Understanding Veritas Cluster Server Limits and Prerequisites
A very useful - yet often overlooked - feature of Veritas Cluster Server is Limits and Prerequisites. This feature is often used in conjunction with Service Group Workload Management (SGWM), but can also be implemented on its own. In this post, I'll describe what this feature does and how you can put it to use.
Limits and Prerequisites are attributes in VCS. Limits are system attributes applied to the cluster member nodes, while Prerequisites are attributes applied to service groups. Both are key/value type attributes defined by the user. To better understand how these two attributes work together, it's best to use a common scenario as an example.
Let's say I have a VCS cluster consisting of four nodes and four Oracle database service groups. Let's assume that (1) each node is provisioned identically with the same processor and memory power and (2) each service group places about the same amount of load on each system. Implementing SGWM will automatically keep the system load on each node in the cluster as evenly distributed as possible, but SGWM places a "soft" load limit on systems. In the event of multiple failures, VCS may exceed the load limit I've defined for each system. This is where Limits and Prerequisites come into play.

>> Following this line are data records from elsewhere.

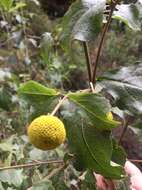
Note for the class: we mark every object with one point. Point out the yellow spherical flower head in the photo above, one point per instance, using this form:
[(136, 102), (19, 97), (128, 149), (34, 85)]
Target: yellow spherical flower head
[(46, 132), (110, 116)]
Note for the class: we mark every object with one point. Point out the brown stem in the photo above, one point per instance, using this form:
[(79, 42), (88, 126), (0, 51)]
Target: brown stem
[(106, 27), (88, 61), (37, 163), (59, 105)]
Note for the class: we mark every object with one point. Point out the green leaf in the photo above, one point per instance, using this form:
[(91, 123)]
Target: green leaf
[(125, 86), (130, 14), (5, 99), (6, 4), (17, 6), (44, 185), (92, 148), (89, 181), (34, 88), (96, 107), (118, 154), (12, 177), (39, 97), (83, 21)]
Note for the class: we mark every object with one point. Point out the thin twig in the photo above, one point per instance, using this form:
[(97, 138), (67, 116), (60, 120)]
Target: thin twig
[(88, 61), (106, 27), (32, 164), (125, 126), (50, 175), (59, 105), (136, 161)]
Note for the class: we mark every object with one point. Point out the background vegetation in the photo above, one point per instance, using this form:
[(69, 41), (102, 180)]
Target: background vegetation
[(32, 48)]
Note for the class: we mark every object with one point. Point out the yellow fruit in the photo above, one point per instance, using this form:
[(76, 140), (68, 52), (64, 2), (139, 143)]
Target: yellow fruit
[(46, 132), (110, 116)]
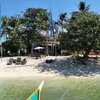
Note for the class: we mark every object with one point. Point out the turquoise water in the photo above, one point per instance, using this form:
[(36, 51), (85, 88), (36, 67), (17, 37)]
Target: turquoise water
[(54, 88)]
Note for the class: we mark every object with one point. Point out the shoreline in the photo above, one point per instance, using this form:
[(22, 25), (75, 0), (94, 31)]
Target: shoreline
[(38, 68)]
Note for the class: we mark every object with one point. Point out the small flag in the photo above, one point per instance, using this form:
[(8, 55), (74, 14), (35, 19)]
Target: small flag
[(51, 26)]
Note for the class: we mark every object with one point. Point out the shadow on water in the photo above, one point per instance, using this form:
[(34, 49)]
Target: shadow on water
[(69, 67)]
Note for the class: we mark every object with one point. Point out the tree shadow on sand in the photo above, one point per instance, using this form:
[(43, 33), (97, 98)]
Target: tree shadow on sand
[(70, 66)]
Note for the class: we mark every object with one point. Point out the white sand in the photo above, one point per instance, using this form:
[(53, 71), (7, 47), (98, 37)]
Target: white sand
[(37, 67), (30, 69)]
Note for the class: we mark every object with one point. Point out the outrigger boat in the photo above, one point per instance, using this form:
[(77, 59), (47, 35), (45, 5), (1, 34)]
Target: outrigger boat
[(36, 94)]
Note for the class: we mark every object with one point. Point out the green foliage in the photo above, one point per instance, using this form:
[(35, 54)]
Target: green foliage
[(83, 30)]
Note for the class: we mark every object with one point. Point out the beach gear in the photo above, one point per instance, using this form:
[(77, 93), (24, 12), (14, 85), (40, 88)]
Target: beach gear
[(36, 95)]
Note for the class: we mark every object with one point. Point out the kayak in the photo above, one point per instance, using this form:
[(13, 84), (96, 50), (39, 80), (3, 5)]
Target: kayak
[(36, 94)]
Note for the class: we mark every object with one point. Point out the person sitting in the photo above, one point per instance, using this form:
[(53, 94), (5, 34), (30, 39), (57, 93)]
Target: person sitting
[(24, 61)]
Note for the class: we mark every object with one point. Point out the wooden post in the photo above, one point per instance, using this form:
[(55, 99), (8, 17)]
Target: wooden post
[(1, 50), (46, 43)]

In this scenario, I've got enough "horsepower" on each system to comfortably run any two of my Oracle service groups. I might be able to "redline" a system at three service groups if necessary, but the Load and Capacity values I've defined to SGWM allow for up to two. If one system faults, then one of the other systems will pick up its load and be running two Oracle instances. So far so good. But if I suffer an additional failure before the first system is returned to service, then the two remaining systems will each be hosting two service groups.

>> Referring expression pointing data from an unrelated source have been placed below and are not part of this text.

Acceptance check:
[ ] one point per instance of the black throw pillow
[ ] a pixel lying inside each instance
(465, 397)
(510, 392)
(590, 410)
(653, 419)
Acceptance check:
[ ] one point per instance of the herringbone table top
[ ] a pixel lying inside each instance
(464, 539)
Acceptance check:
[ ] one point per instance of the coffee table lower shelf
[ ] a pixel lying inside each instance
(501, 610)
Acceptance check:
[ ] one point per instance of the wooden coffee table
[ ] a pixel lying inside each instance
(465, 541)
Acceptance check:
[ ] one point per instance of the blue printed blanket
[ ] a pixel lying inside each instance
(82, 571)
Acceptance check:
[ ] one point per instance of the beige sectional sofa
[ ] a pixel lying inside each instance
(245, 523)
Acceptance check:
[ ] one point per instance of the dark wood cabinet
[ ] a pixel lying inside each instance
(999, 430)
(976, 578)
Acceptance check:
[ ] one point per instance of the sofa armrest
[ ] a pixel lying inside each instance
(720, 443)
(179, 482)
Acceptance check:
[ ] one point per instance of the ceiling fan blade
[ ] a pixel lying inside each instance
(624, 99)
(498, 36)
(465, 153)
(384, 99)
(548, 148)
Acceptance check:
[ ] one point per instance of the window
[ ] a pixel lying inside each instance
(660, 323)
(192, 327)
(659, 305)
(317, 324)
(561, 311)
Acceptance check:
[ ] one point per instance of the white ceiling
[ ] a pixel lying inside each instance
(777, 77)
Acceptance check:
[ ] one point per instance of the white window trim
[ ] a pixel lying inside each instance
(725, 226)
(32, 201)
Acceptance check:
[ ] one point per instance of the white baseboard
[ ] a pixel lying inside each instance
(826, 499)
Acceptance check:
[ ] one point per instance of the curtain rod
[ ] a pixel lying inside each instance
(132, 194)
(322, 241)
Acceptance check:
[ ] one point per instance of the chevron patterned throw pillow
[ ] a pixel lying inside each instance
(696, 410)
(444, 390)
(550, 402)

In the unlikely event that I suffer yet another failure (maybe it's time for a new hardware vendor?), the last surviving node will be forced to try to host all four Oracle instances. At best, all four of my database instances will be seriously underperforming. Worse still, the load might bring that last system down completely. Limits and Prerequisites were designed to prevent just this type of scenario.
Since I've concluded that three is the maximum number of databases any one of my systems can support, I set the Limits attribute for each of the systems to "Oracle=3". The limit name I assign can be anything, but it helps to choose a name that makes contextual sense. For each of the Oracle service groups, I set the Prerequisites value to "Oracle=1". When one of the Oracle service groups goes online on a node, VCS internally decrements the Oracle limits value by the service group's corresponding Prerequisites value. Once that internal value reaches zero, VCS will prevent any additional service groups with Oracle=anything greater than zero from going online on that node.
In the scenario I described above with three failed systems, I'll still have three of my Oracle instances running on the one remaining node, but I'll have to get one of those failed systems back online in order to have all four instances back up and running.
Limits and Prerequisites...learn 'em and love 'em!